# ULN2003A spec.

#### crazynight

##### Senior Member
looking through the ULN2003A spec and its says:

Features
500 mA rated collector current (single output)

Am I right in thinking this is 500mA (0.5a) per output so can run 7 - 0.5a devices. So could drive 25 LEDs which have a current of 20mA each per output so 175 in total?

#### rossko57

##### Senior Member
You need to bear in mind all those 500mA added up flow through on one common pin, which may have an overall current rating less than 7 x 500mA. This is not mentioned in the ST datasheet, but in the Texas equivalent datasheet
http://www.ti.com/lit/ds/symlink/uln2003a.pdf
there is "Total emitter-terminal current" limit quoted as 2.5A

#### crazynight

##### Senior Member
so from the Texas details I could have 5 of the outputs on. OK so if I only needed 2 on max at any one time and only ran say 5 20mA LED's all should be fine.

Thanks for the help guys

#### rossko57

##### Senior Member
Are you thinking series connected LEDs? Five 20mA LEDs in series take 20mA total ...

#### crazynight

##### Senior Member
I was thinking 5 20mA LEDs would draw 100mA so if I had 2 outputs live the draw would be 200mA. total.

#### Circuit

##### Senior Member
7
I was thinking 5 20mA LEDs would draw 100mA so if I had 2 outputs live the draw would be 200mA. total.
Figure 14 on the Texas Instruments datasheet is the most important information to refer to. There is a limited current available and an issue with overheating if too much current is drawn. That is why the x axis of the graph is the "duty cycle" - the % time that the current is flowing. If only one output is on and it is properly on, that is, not being driven by p.w.m. or suchlike, then the graph recommends that it should not draw more than about 330mA. If you have two switched on, the total current flow should not 200mA per pin. And so forth. So you should be fine with 4 outputs at 100mA each, all on at the same time, according to the graph.

I have always thought it a little misleading that the introduction section states 500mA per pin - as if the chip could drive that through every pin! Figure 14 also shows that the 500mA figure is for 50% duty cycle, not 100%. I think a lot of people run these chips well over the rating and it seems that in many cases they get away with it, but you can certainly burn them out if you chance your luck.
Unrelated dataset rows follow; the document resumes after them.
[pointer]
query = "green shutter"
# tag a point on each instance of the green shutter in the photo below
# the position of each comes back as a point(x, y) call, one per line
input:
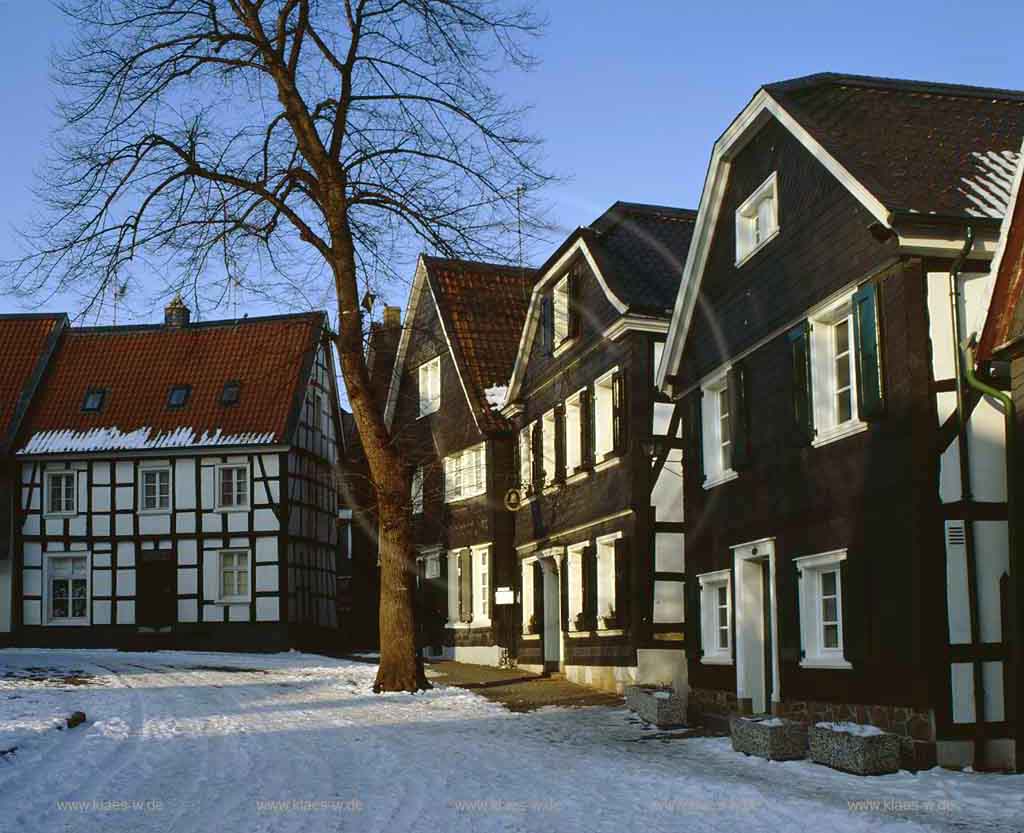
point(870, 399)
point(738, 417)
point(803, 411)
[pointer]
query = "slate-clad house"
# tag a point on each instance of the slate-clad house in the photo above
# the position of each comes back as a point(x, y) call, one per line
point(177, 487)
point(599, 529)
point(846, 537)
point(451, 375)
point(28, 342)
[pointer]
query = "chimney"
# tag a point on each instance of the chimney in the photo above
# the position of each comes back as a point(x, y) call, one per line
point(176, 314)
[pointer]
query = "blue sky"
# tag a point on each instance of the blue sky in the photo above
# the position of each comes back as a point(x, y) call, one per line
point(630, 96)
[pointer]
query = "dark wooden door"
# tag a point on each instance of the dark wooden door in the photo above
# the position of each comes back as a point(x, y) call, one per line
point(156, 596)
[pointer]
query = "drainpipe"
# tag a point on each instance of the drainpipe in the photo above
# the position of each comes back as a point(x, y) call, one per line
point(967, 495)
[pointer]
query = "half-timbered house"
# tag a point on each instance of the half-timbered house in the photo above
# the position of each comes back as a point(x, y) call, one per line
point(598, 525)
point(27, 342)
point(454, 363)
point(176, 487)
point(845, 492)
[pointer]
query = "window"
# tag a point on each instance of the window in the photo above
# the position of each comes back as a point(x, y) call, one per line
point(466, 473)
point(68, 590)
point(604, 417)
point(230, 393)
point(418, 491)
point(94, 400)
point(560, 303)
point(821, 610)
point(548, 438)
point(717, 432)
point(233, 576)
point(156, 490)
point(430, 386)
point(60, 493)
point(178, 397)
point(757, 219)
point(232, 487)
point(716, 617)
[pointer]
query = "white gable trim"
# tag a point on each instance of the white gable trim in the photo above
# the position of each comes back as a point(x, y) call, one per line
point(742, 129)
point(553, 274)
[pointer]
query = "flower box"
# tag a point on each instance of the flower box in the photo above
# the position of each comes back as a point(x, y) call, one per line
point(771, 738)
point(863, 750)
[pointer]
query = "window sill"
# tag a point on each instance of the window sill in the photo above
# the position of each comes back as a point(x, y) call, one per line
point(741, 260)
point(835, 434)
point(718, 480)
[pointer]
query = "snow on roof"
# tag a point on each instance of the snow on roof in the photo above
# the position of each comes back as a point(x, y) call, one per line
point(988, 189)
point(69, 441)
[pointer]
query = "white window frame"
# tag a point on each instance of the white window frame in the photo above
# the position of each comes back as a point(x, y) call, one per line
point(716, 472)
point(823, 375)
point(710, 625)
point(235, 598)
point(218, 486)
point(47, 601)
point(810, 570)
point(429, 380)
point(156, 469)
point(750, 237)
point(50, 475)
point(604, 415)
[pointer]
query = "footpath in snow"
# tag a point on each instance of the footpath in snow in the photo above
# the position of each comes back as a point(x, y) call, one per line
point(245, 744)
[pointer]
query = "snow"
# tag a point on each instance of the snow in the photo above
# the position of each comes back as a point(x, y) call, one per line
point(294, 742)
point(860, 730)
point(112, 439)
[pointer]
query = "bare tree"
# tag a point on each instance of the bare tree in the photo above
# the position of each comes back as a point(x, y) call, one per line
point(296, 141)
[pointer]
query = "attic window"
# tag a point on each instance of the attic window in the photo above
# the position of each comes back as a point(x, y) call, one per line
point(178, 397)
point(94, 399)
point(229, 396)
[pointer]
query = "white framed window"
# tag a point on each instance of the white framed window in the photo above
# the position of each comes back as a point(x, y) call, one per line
point(820, 589)
point(717, 431)
point(604, 415)
point(235, 584)
point(548, 438)
point(606, 579)
point(716, 617)
point(757, 219)
point(834, 381)
point(232, 487)
point(573, 433)
point(466, 473)
point(68, 590)
point(430, 385)
point(61, 493)
point(155, 489)
point(417, 492)
point(560, 305)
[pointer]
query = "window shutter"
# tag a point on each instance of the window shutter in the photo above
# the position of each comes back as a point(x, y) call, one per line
point(738, 417)
point(620, 419)
point(870, 397)
point(800, 352)
point(854, 611)
point(623, 598)
point(587, 439)
point(465, 586)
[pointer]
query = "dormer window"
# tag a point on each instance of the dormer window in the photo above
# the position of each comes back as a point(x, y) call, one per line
point(230, 393)
point(178, 397)
point(94, 399)
point(757, 219)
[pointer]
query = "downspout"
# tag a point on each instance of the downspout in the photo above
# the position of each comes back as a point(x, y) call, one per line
point(967, 496)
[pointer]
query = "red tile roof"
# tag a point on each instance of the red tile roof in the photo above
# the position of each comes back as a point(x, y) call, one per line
point(24, 347)
point(139, 365)
point(483, 306)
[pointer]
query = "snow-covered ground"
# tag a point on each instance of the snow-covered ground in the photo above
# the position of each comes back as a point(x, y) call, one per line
point(245, 744)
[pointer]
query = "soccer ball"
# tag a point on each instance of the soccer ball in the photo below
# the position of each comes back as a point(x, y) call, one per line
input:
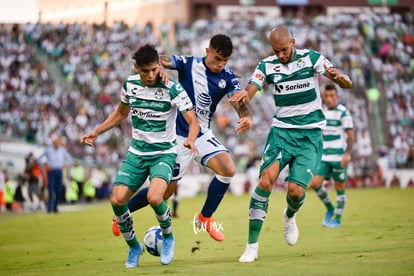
point(153, 240)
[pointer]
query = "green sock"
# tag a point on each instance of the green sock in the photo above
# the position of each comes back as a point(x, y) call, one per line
point(340, 204)
point(294, 206)
point(163, 215)
point(124, 219)
point(257, 213)
point(323, 195)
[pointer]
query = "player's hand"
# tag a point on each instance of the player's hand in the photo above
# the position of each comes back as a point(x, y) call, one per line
point(191, 146)
point(165, 76)
point(244, 124)
point(345, 159)
point(332, 73)
point(242, 96)
point(89, 138)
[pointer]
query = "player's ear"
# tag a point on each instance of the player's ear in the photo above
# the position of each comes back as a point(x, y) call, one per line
point(136, 68)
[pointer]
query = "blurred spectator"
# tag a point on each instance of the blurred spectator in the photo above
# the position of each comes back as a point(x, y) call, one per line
point(35, 191)
point(18, 198)
point(2, 191)
point(57, 160)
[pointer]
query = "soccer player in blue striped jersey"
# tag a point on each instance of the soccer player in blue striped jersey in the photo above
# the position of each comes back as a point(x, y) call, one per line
point(153, 105)
point(207, 80)
point(338, 140)
point(295, 137)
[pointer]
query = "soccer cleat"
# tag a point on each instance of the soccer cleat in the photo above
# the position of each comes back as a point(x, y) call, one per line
point(250, 254)
point(115, 228)
point(210, 226)
point(333, 224)
point(291, 229)
point(167, 250)
point(328, 218)
point(133, 256)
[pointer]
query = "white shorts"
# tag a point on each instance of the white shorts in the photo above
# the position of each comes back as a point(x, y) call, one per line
point(207, 145)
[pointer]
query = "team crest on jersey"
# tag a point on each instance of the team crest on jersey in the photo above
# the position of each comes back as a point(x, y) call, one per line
point(277, 68)
point(301, 63)
point(277, 78)
point(222, 84)
point(158, 94)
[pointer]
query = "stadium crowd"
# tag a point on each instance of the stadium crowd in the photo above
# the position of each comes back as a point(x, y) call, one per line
point(374, 49)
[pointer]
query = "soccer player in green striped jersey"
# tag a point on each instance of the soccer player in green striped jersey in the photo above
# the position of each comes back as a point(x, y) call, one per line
point(153, 105)
point(295, 137)
point(338, 139)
Figure 14 shows the parameters for safe and long-term operation.

#### westaust55

##### Moderator
Using the TI ULN2803 Datasheet as a guide
http://www.ti.com/lit/ds/symlink/uln2803a.pdf
Under absolute max ratings:
Total substrate terminal current is -2.5 Amps.
So in that case 500 mA peak per channel or with all 8 channels loaded, About 300 mA per per channel on average and some for internal loads/losses.

So albeit to a slightly different "chip", clearly power/heat losses and duty cycle as mentioned above also come into play.